We have put in place appropriate security measures to prevent your personal information from being accidentally lost, used or accessed in an unauthorised way, altered or disclosed.

In addition, we limit access to your personal information to those employees, agents, contractors and other third parties who have a business need to know. They will only process your personal information on our instructions and they are subject to a duty of confidentiality. We have put in place measures to protect the security of your information. Details of these measures are available upon request from the HR department.

Third parties will only process your personal information on our instructions and where they have agreed to treat the information confidentially and to keep it secure.

We have put in place procedures to deal with any suspected data security breach and will notify you, and any applicable regulator, of a suspected breach where we are legally required to do so.

 

15. How do you request access to your personal data? 

In the first instance, you should make any request for access to your HR department.

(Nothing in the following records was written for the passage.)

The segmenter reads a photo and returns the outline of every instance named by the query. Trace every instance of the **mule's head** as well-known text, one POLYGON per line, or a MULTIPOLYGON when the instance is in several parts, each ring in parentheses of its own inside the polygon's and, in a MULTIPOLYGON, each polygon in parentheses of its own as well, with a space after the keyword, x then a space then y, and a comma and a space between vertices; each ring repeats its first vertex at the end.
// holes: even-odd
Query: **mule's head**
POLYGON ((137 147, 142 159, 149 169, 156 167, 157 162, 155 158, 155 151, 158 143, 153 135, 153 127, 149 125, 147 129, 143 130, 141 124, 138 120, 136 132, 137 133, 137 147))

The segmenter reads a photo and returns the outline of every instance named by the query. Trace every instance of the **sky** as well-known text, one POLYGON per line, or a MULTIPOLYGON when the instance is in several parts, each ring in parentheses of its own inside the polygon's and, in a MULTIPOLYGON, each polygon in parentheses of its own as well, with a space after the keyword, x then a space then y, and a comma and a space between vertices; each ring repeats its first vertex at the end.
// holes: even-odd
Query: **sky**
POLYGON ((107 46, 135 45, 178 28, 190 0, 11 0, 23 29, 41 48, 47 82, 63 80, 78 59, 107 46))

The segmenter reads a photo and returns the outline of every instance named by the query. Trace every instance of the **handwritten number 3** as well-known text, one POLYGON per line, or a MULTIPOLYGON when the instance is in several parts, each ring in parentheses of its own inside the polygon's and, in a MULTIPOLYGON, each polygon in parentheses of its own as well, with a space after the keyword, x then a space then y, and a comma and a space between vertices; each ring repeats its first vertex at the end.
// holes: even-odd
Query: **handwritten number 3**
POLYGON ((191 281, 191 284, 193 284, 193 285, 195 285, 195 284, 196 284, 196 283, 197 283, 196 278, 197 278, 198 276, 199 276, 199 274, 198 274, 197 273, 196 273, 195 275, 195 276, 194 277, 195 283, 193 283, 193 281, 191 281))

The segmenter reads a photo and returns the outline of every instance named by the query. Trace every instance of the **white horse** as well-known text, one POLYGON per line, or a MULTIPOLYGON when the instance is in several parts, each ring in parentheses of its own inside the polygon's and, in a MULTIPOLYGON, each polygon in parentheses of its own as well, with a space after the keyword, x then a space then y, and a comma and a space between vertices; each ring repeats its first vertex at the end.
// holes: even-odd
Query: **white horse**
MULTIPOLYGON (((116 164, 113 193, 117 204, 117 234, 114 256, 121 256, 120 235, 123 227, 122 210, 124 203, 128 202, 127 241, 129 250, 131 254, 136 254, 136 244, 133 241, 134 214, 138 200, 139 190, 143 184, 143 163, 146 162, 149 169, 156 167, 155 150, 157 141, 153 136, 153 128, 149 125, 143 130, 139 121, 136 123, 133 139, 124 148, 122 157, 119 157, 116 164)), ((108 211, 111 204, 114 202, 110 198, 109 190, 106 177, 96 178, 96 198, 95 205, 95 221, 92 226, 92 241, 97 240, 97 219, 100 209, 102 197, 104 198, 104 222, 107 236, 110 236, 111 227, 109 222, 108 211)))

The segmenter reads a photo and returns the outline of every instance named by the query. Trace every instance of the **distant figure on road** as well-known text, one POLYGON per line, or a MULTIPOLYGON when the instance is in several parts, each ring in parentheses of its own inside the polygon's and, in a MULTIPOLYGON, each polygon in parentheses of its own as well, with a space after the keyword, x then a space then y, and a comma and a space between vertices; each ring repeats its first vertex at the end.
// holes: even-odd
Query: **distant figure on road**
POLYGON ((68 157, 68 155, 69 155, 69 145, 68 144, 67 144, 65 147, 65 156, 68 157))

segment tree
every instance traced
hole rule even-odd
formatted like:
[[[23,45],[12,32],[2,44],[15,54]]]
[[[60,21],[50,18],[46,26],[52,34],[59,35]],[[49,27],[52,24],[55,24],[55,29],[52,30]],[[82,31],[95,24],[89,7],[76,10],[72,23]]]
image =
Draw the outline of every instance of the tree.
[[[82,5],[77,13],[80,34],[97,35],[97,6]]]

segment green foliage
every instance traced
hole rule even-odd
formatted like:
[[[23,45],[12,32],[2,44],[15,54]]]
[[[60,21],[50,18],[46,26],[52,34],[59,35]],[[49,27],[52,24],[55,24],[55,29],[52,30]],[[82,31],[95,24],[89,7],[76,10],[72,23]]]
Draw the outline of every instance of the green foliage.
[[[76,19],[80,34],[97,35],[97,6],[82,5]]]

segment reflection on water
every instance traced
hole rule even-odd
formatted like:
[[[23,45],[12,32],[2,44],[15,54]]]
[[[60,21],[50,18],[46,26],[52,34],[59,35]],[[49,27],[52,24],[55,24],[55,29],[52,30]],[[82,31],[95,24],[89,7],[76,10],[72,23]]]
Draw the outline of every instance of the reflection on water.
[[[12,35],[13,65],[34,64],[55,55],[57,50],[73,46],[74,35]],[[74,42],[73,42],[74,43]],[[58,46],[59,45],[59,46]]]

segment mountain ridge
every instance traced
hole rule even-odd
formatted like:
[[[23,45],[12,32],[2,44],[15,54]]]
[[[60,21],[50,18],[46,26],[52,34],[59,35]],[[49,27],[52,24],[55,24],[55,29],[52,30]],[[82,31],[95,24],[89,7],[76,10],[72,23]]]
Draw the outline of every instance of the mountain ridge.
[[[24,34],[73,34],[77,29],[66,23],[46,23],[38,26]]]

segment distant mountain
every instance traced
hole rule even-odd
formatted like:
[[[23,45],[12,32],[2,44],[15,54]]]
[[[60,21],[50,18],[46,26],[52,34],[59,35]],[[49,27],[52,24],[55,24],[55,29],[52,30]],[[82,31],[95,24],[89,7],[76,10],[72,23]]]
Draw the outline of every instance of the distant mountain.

We may need to request specific information from you to help us confirm your identity and ensure your right to access the information (or to exercise any of your other rights). This is another appropriate security measure to ensure personal information is not disclosed to any person who has no right to receive it.

You will not have to pay a fee to access your personal information (or to exercise any of the other rights). However, we may charge a reasonable fee if your request for access is clearly unfounded or excessive. Alternatively, and in exceptional circumstances only, we may refuse to comply with the request in such circumstances.